We’ve gotten bigger! We started with seven and now are up to eleven. Some members have left and others were invited to join. I think we’ve all grown a lot in terms of presenting and especially interviewing. I cringe listening back to some of our earlier episodes. For the past few months I’ve been doing an MA in Radio and I have learned so much, so I’d like to think the actual audio quality and editing of the podcast has gone up quite a bit. We’re experimenting more too now, doing live reports from conventions, adding some music in… It’s constantly evolving, and it’s a giant learning experience as well as edging towards a professional one, which is lovely. I can’t believe it’ll be three years this May.
You’re incredibly active across social media platforms, Twitter, Tumblr etc. How does it fit in with your podcasts and what’s your strategy for them?
Interaction with followers is the big thing. We love that, and we keep Twitter and Tumblr particularly active in order to facilitate that relationship. Also, those platforms the best ways to spread information and share news because of how easy things are to spread. We obviously share our podcasts through these mediums, but we also ask for topic ideas, questions for interviews, feedback, etc. They’re very open channels, so it’s easy to get responses and I think it’s mutually beneficial.
Organising fan-aimed events seems to be an increasingly important part of The Baker Street Babes. What was the motivation behind starting and how are you planning to evolve it?
I always loved throwing parties, so it just seemed like the next logical step to throw fandom parties. We started with just meet-ups for fans and it quickly evolved to things like Sherlopolooza (Sherlock Series 2 screening in Leicester Square) and the Daintiest Thing Under A Charity Balls (raising money for the Wounded Warrior Project during the Baker Street Irregular Weekend).

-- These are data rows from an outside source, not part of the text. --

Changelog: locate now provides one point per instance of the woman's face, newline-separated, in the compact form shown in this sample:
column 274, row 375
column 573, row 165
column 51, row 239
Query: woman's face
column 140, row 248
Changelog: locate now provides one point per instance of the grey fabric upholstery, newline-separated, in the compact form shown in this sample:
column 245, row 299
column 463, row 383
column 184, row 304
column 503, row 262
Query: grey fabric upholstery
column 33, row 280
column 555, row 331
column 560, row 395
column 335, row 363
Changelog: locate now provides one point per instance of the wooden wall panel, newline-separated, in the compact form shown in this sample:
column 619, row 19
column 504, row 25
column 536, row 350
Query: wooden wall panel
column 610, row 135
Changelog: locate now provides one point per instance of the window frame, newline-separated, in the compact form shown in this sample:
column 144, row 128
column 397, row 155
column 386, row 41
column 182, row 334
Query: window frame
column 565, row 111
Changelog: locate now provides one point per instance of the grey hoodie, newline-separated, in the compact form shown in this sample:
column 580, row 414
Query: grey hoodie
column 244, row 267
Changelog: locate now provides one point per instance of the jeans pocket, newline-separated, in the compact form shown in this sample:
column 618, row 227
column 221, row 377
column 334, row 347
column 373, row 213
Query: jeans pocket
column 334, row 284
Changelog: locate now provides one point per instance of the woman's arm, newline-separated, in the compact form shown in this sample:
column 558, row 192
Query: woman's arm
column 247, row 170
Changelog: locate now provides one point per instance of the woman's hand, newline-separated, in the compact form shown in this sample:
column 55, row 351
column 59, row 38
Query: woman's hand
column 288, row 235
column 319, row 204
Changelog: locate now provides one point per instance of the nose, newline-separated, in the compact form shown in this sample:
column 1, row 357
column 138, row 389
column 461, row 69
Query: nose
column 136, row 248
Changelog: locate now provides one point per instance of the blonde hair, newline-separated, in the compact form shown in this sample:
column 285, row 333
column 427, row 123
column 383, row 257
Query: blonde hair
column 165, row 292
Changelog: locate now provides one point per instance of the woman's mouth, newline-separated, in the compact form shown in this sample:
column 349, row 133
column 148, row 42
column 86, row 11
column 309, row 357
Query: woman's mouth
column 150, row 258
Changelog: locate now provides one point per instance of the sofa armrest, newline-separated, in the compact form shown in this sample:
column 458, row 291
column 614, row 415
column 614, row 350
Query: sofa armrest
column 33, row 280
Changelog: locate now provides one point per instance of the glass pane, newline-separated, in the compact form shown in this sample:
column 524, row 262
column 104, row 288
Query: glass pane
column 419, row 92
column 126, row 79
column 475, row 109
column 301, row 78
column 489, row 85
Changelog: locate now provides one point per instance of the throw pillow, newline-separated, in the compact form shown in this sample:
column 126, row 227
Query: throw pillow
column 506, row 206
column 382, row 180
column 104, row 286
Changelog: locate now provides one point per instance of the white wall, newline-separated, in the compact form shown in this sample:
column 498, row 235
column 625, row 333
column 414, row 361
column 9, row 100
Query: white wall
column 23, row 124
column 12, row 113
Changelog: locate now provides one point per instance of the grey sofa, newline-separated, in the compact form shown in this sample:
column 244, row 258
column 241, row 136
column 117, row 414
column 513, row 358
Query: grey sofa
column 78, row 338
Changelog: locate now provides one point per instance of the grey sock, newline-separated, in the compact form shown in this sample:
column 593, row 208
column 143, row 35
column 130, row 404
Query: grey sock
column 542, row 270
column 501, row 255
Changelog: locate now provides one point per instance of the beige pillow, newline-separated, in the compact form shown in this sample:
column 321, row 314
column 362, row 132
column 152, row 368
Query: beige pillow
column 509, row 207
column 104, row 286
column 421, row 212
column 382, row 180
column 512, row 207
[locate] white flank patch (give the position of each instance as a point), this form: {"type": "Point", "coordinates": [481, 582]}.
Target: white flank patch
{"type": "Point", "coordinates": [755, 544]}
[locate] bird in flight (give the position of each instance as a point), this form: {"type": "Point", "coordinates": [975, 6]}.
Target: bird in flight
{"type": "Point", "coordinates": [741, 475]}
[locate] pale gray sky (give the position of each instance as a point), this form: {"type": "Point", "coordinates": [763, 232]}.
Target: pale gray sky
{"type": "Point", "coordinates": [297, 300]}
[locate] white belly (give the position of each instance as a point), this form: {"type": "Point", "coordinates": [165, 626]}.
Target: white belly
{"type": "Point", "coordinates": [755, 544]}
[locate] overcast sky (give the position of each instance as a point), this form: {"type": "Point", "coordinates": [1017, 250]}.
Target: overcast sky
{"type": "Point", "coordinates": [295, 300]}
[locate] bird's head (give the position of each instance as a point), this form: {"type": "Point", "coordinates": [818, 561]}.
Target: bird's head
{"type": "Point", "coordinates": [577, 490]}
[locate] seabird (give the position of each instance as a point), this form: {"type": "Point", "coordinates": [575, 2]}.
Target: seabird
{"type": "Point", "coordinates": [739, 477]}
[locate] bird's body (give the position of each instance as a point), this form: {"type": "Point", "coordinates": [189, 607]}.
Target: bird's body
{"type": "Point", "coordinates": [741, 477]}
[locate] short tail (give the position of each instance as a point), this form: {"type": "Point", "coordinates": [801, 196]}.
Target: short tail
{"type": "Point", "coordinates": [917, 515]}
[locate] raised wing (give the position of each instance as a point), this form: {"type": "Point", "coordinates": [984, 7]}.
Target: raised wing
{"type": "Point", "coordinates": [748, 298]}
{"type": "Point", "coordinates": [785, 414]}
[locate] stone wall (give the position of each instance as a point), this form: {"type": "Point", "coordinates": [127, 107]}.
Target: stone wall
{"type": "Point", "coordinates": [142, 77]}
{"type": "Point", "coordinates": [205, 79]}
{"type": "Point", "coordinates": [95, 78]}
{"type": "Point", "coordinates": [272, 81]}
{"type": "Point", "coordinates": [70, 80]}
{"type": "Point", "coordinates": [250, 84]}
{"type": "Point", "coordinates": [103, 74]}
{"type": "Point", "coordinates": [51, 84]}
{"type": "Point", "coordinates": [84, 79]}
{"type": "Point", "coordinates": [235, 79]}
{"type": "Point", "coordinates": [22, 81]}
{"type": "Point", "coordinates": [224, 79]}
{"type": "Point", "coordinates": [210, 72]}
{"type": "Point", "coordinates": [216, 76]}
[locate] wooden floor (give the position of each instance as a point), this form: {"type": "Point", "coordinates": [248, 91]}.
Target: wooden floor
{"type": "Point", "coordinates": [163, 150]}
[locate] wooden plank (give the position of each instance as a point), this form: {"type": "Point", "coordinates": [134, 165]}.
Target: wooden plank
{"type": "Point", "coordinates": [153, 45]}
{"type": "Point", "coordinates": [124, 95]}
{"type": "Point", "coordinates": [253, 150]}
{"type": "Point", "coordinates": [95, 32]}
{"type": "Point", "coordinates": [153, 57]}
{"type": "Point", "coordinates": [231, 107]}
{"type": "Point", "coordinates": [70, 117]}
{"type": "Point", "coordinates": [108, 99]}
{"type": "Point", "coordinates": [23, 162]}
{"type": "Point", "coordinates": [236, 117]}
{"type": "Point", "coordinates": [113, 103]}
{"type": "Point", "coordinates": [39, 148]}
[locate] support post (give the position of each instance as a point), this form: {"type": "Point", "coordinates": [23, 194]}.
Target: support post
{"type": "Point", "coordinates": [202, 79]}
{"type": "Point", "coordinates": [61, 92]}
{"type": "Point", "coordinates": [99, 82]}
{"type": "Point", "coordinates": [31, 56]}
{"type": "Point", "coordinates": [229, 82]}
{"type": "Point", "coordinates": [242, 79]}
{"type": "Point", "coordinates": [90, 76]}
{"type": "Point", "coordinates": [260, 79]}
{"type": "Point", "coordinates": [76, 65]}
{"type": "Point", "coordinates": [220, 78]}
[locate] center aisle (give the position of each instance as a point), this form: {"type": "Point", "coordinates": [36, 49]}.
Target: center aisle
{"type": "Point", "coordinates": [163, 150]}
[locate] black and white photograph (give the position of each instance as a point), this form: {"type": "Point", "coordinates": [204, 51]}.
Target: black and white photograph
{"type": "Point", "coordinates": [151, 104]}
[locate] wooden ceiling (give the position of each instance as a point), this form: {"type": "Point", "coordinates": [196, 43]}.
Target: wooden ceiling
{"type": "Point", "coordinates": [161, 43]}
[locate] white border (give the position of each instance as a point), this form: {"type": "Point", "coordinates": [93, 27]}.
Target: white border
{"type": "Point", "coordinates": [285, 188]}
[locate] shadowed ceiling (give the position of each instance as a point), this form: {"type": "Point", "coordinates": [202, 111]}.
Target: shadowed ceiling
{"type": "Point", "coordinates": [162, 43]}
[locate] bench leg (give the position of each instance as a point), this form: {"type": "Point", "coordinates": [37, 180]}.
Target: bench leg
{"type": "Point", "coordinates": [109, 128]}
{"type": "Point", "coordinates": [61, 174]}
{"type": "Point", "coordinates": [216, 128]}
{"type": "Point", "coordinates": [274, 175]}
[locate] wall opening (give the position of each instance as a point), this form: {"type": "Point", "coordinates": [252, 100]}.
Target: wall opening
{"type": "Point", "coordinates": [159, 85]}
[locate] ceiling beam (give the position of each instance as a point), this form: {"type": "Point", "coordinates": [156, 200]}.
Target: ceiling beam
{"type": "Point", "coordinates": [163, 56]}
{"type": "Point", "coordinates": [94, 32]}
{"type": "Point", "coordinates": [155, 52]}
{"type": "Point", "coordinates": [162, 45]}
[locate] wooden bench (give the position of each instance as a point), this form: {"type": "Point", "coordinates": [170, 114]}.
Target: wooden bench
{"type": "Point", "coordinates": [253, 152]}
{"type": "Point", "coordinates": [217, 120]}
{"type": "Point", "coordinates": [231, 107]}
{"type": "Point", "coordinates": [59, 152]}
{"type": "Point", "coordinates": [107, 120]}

SherlockeDCC was insane and it was so much bigger than I thought it would be. When we started planning, it was just going to be a little meet-up, and then it just kept… growing. I underestimated how massive SDCC was, and suddenly we were being listed in all these event guides for what to do at SDCC and I felt the pressure of just needing to deliver. I think we did. We sold out at 400 people and Steven Moffat, Sue Vertue, Mark Gatiss, and the PBS and BBC Worldwide teams showed up, as well as quite a few other big names in the geek world. It was an absolutely mad night, but we’re doing it again and want to make it even better. We have lots of ideas planned, but as ever, timing and how to raise the money are always the two big things to figure out!
There have been many accusations of sexism levied at Sherlock Holmes, whether the original short stories and novels or the BBC scripts. As the only women-only Sherlockian podcast what’s your reaction?
The original stories were written in a time when women were seen as sub-par, and as Sherlock Holmes was written as a contemporary hero, one can hardly blame him. He’s a product of his time. He didn’t wholly hate women though, he just distrusted a number of them. It’s because we’re so crafty and think differently to men on many levels. It was something that I don’t think Holmes could wholly understand.
As with the BBC series, I don’t personally see it. I know some of the other girls do on occasion. It’s all subjective and personal and it’s good that we have a chance to discuss these things. I’ve had conversations with some of the girls and we’ve debated and agreed to disagree or have changed each other’s minds. It happens. We’ve experienced sexism quite a lot, and we’ve risen against it, we’ve debated it and posted about it and we’ve come out stronger for it. I think the important thing is to not only to discuss it, if you think it necessary, but to come out stronger. It’s a fight we’ll all, as women, have to continue fighting, and fight we will.